Conditions for buyers are largely improving across Canada, including in Calgary, where a new survey points to lower prices and falling mortgage rates boosting purchasing power. Ratehub.ca released its monthly affordability report , finding improvement from August to September in 10 of the 13 major markets it tracks.

Notably, Calgary saw the third most substantial improvement in average price, monthly mortgage payment and income required to qualify under the federal stress test rules.

“The biggest impact, though, was on the price side,” says Penelope Graham, mortgage expert with Ratehub.ca.

The average price of a home in Calgary decreased by $4,700 from August to September to reach $567,900. That’s the third largest month-over-month decline among markets, trailing only Canada’s two largest markets.

Toronto topped the list with a decline of $9,400 to reach an average price in September of $960,300. In Vancouver, the cost fell $8,300 to about $1.14 million for the average cost of a home.

The price decline in Calgary was the key driver behind the decrease in the average monthly mortgage payment of $2,908, a drop of $30 from the previous month.

Falling prices also lowered the amount of income to qualify under the federal stress test. It fell $1,100 to $123,200 in September from August to qualify for a rate of 6.47 per cent. That is a slight drop from August when the rate was 6.49 per cent. Both rates are two full percentage points above the posted mortgage rates for a five-year fixed rate used in the study. Borrowers must qualify at that highest threshold to ensure they can afford to pay their mortgage if interest rates rise.

As well, Ratehub.ca calculated income requirements and mortgage payments based on a 10 per cent down payment.

Graham notes that the drop in price and rates “did not really move the affordability dial” for those most affected by affordability challenges, first-time buyers.

Yet the study does point to a shift in Calgary’s resale real estate market, she adds.

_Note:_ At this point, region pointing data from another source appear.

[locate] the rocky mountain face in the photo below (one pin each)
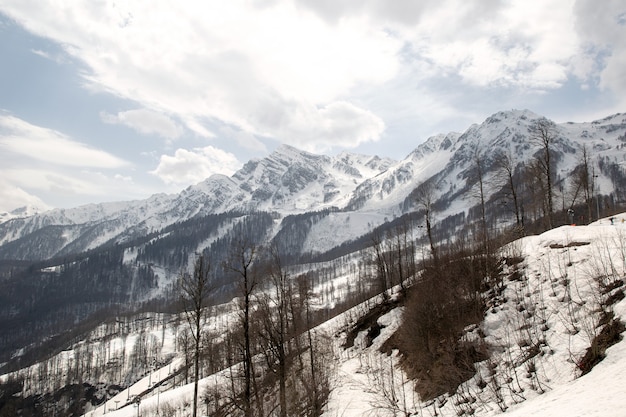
(306, 204)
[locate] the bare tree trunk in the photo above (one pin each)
(194, 293)
(242, 257)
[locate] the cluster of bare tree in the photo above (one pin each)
(273, 361)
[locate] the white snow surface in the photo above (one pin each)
(550, 258)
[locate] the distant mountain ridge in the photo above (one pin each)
(290, 181)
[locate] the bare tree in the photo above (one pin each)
(478, 163)
(425, 194)
(276, 324)
(505, 162)
(195, 291)
(543, 134)
(242, 257)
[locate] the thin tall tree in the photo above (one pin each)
(195, 291)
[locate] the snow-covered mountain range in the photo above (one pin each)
(61, 267)
(290, 181)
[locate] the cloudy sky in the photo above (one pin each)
(117, 100)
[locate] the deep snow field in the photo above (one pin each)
(537, 332)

“Calgary had been a seller’s market for quite some time, which started to unwind over the past couple of months,” she says. “That sales-to-new-listings ratio actually dropped” nearly nine percentage points in September. Calgary Real Estate Board statistics from Sept. 30 show the metric was 45 per cent, indicating a market with a balance between supply and demand. Yet the market has been trending toward favouring buyers as the ratio moves closer to 40 per cent, the threshold between a balanced and a buyer’s market, Graham says.

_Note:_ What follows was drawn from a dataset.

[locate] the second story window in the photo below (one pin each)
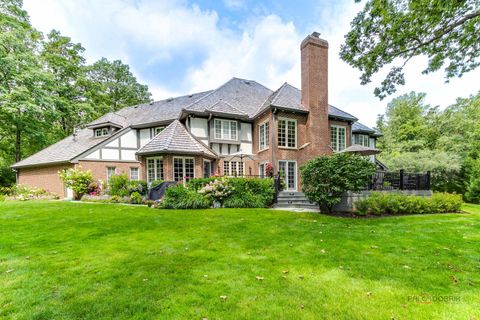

“As well, supply is over four months, the highest since early 2020,” she says. “That reduces the edge sellers had, and buyers have more negotiation room.”

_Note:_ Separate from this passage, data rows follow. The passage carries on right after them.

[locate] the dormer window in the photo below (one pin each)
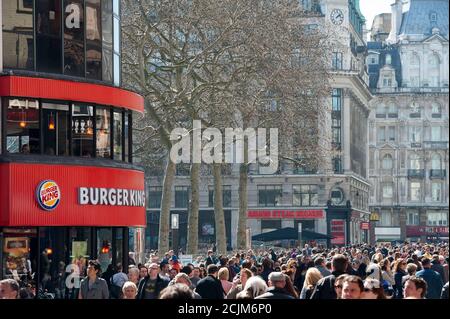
(433, 16)
(388, 59)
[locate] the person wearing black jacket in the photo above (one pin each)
(210, 287)
(325, 286)
(151, 286)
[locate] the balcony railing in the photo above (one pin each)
(436, 144)
(416, 173)
(438, 173)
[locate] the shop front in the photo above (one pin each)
(56, 217)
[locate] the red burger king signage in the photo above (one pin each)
(48, 195)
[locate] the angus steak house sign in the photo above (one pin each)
(286, 214)
(111, 197)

Overall, the news is favourable for first-time buyers — though limited, says Calgary mortgage broker Cassia Miller, Alberta vice-president for Ratehub.ca.

“It’s not a significant change,” she says, noting the $30 reduction overall in average monthly cost.

She notes the additional cut by the Bank of Canada this month could be another boost, though that reduction is likely already priced into fixed rate mortgages. Miller notes their interest rates are largely determined by the bond market, which often moves in anticipation of central bank moves, among other economic factors.

Miller adds that as of late October rates had already moved, with the lowest for a five-year fixed rate at about 3.79 per cent.

“That increases your purchasing power by about $25,000” based on the average price in Calgary, she says, noting that could help some first-time buyers.

Yet for the market to see significant growth, the Bank of Canada would likely need to cut rates more, Graham says.

“If the overnight lending rate went to two per cent, which we haven’t seen since 2022, that would still be” higher than during the pandemic.